How much Pallemar has told the humans we can’t know. Enough to buy his life and diplomatic immunity. He thought the master’s ambition too overreaching. In contrast his own stretches no further now than to be allowed to live. He wriggles in his chair, begging. Ten make the rituals strong. Pallemar must live. It must be ten.
Like him we watch his deep dark blood spurt out sluggishly from the holes the master has torn in him.
It doesn’t matter that Pallemar will die. The master has learned something new. He says we will become more than ten, many more. All we need shall be supplied. The plan will go ahead.
Puny, we stumble and blunder up on the stage. With the others we take our place. The master speaks of unexpected saviours.
He teaches us our lives will go on even as he blows open our bodies with his gun.
The air begins to hiss out of the stronghold we have fashioned here. It will not fill this room again until salvation is at hand.

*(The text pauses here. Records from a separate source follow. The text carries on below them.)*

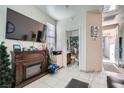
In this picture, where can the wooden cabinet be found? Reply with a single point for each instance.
(24, 60)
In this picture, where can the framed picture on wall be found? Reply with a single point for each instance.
(16, 48)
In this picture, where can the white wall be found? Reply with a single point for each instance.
(93, 47)
(80, 22)
(29, 11)
(68, 24)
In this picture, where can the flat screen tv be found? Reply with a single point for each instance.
(20, 27)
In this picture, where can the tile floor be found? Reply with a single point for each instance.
(62, 77)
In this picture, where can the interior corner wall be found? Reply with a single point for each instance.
(76, 22)
(27, 10)
(94, 47)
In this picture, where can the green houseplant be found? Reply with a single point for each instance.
(5, 70)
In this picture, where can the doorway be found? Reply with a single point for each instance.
(72, 42)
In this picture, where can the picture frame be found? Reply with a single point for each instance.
(16, 48)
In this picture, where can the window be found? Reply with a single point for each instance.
(108, 8)
(50, 36)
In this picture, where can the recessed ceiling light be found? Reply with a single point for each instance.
(66, 6)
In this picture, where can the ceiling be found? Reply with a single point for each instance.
(59, 12)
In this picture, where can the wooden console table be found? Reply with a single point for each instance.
(28, 66)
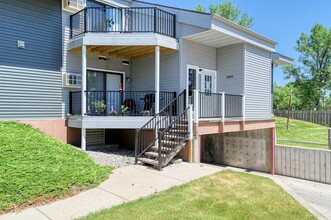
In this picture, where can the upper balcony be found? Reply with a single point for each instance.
(122, 20)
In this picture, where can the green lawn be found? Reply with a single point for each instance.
(301, 131)
(225, 195)
(35, 168)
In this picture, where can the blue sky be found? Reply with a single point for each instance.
(281, 20)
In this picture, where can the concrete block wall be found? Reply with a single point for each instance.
(247, 149)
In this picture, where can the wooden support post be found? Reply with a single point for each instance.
(223, 107)
(83, 139)
(84, 78)
(273, 142)
(157, 79)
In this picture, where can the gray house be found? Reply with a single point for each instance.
(161, 80)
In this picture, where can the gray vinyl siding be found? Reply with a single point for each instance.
(30, 78)
(72, 63)
(257, 83)
(38, 24)
(196, 55)
(143, 73)
(29, 93)
(230, 62)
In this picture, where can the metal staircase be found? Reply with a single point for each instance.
(165, 135)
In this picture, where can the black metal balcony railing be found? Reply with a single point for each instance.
(211, 104)
(126, 20)
(118, 103)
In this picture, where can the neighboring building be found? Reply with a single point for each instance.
(92, 73)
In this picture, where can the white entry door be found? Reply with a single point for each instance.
(208, 81)
(113, 94)
(208, 101)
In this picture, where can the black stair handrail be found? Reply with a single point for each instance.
(180, 124)
(144, 136)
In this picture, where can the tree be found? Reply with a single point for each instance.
(313, 76)
(282, 94)
(229, 11)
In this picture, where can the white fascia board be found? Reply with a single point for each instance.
(138, 39)
(197, 19)
(223, 25)
(281, 60)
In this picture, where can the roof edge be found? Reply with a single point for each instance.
(241, 28)
(176, 8)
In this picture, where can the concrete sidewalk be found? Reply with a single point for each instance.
(134, 182)
(317, 195)
(125, 184)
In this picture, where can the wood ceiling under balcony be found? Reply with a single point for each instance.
(123, 52)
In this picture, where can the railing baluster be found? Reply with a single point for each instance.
(109, 19)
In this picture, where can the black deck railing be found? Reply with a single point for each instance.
(125, 20)
(118, 103)
(211, 104)
(147, 135)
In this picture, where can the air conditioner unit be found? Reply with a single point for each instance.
(72, 80)
(74, 5)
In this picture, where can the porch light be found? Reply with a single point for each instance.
(125, 62)
(103, 58)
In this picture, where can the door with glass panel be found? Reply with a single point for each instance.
(205, 81)
(103, 93)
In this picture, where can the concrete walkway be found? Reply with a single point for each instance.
(317, 195)
(134, 182)
(125, 184)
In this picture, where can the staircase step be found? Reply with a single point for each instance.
(174, 136)
(183, 126)
(178, 131)
(172, 143)
(153, 155)
(148, 161)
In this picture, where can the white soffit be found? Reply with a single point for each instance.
(281, 60)
(214, 39)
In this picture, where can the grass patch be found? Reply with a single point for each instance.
(301, 131)
(35, 168)
(225, 195)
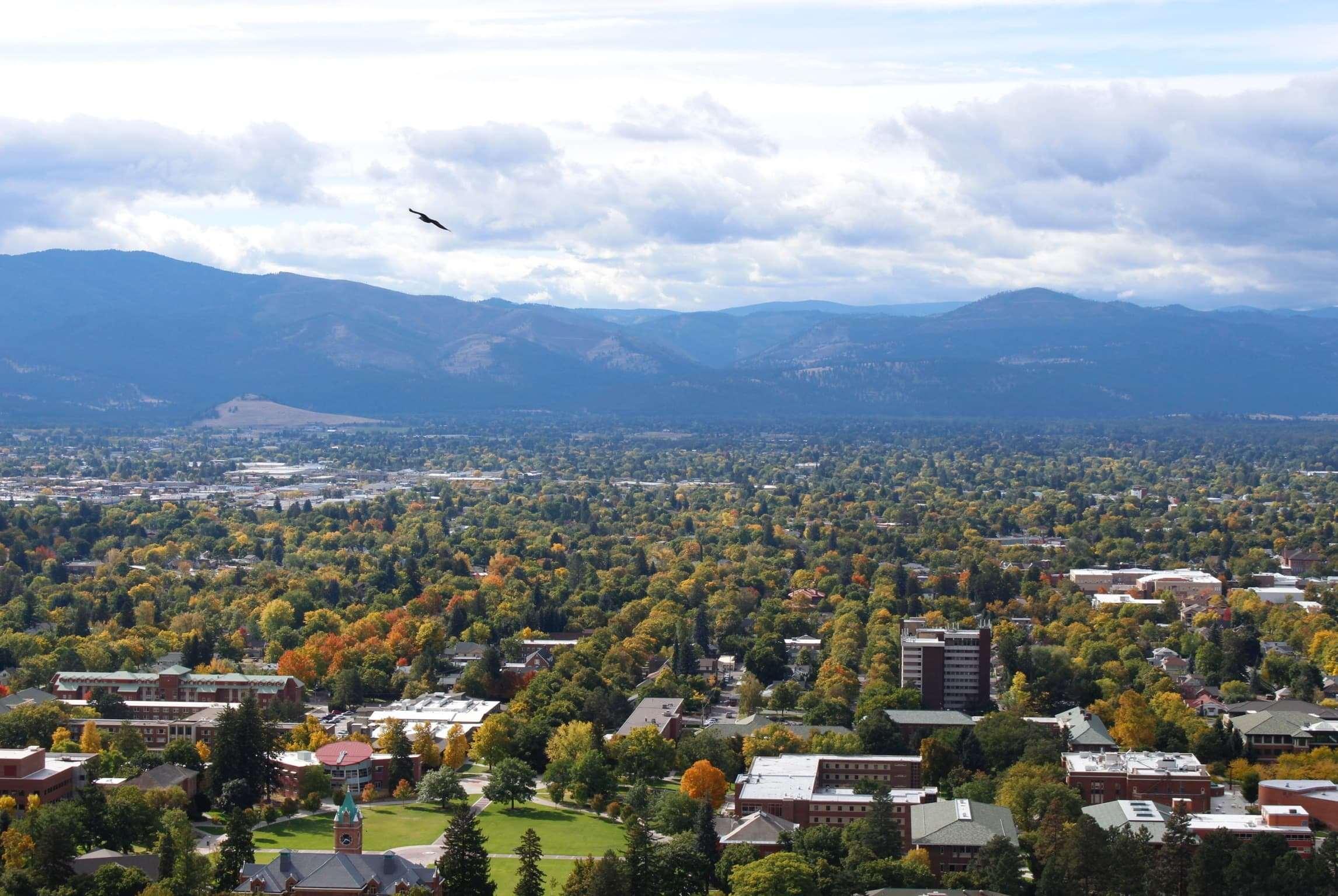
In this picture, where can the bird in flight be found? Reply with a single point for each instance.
(431, 221)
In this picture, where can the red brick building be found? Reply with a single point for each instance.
(809, 789)
(180, 685)
(351, 765)
(1317, 797)
(1170, 779)
(953, 831)
(346, 872)
(33, 771)
(1291, 823)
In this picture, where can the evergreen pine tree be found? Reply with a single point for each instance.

The master will be waiting, ready. For time will touch us soon and put us to sleep. We may know rest now while he will go on, surviving his single endless moment of death. When we are all dead he will stand alongside us and turn his gun on himself.
A shard of glass hovers charmed in the air to our left. The master’s key. An escape switch to be thrown the day new life shall come to us. Time will run back. Our wounds shall be undone and we shall live again.
The others are screaming out as they die. Our nose twitches in pleasure at the sweet smell of their open flesh. The master’s gun fires. We scrabble with both hands for our precious guts as they dribble out, feel heat and darkness. The last of the air seeps from the room leaving only death, only darkness as time stops.
Blackness. Cold.
Blackness.
To switch to Frog’s viewpoint, select section 16 on here
To return to Haunt’s viewpoint, select section 17 on here
14
Ben
There’s a red haze up ahead in the dark, like neon. This could be an Amsterdam sidestreet in winter. Except we doubt some leggy blonde with some bad English is waiting round the corner.
We grip poor old Roba’s gun as tight as we can.
Through some maze of red lines floating in the air, we see it’s only Creben. Not quite the blonde, but we’re less likely to catch something nasty. Probably.
‘Creben. I’m glad to see you.’ The red lines look almost like some floating net, waiting to catch anyone who comes by. ‘You all right? What’s all this?’
‘It’s what we came here to fix. That’s all.’
We look at him. ‘That’s all? This is it! We’ll be all right!’
‘We’ll be able to breathe for a while longer, certainly. But since Denni brought us here with the intention of changing us into something else, it was never likely we were going to suffocate before that happened, was it?’
That told us. Take down the bunting. ‘One of them fleas got up your jacksie, did it?’
He’s not listening. Looking at us, dead suspicious. ‘Where’s Tovel?’ he says. ‘Weren’t you with him?’
Yeah, but we just left him on his tod to get on with it. We don’t want to have to tell that to Creben.
‘He’s not good. I had to leave him.’
He’s probably poking about in our head, checking us out. ‘Did you now,’ he says sceptically.
‘Yes, I did.’ Like he’d have done any different. ‘He can’t move, Creben, all right? He’s half-turned into one of them.’ Just the thought of it makes us feel sick. We shut our eyes, try and reach out to him, but it’s a no-go. We’re just not good enough at this caper. ‘Anyway, the Doctor said I should leave him. S’pose it makes sense. You know, try and help the rest of us before going back to help him.’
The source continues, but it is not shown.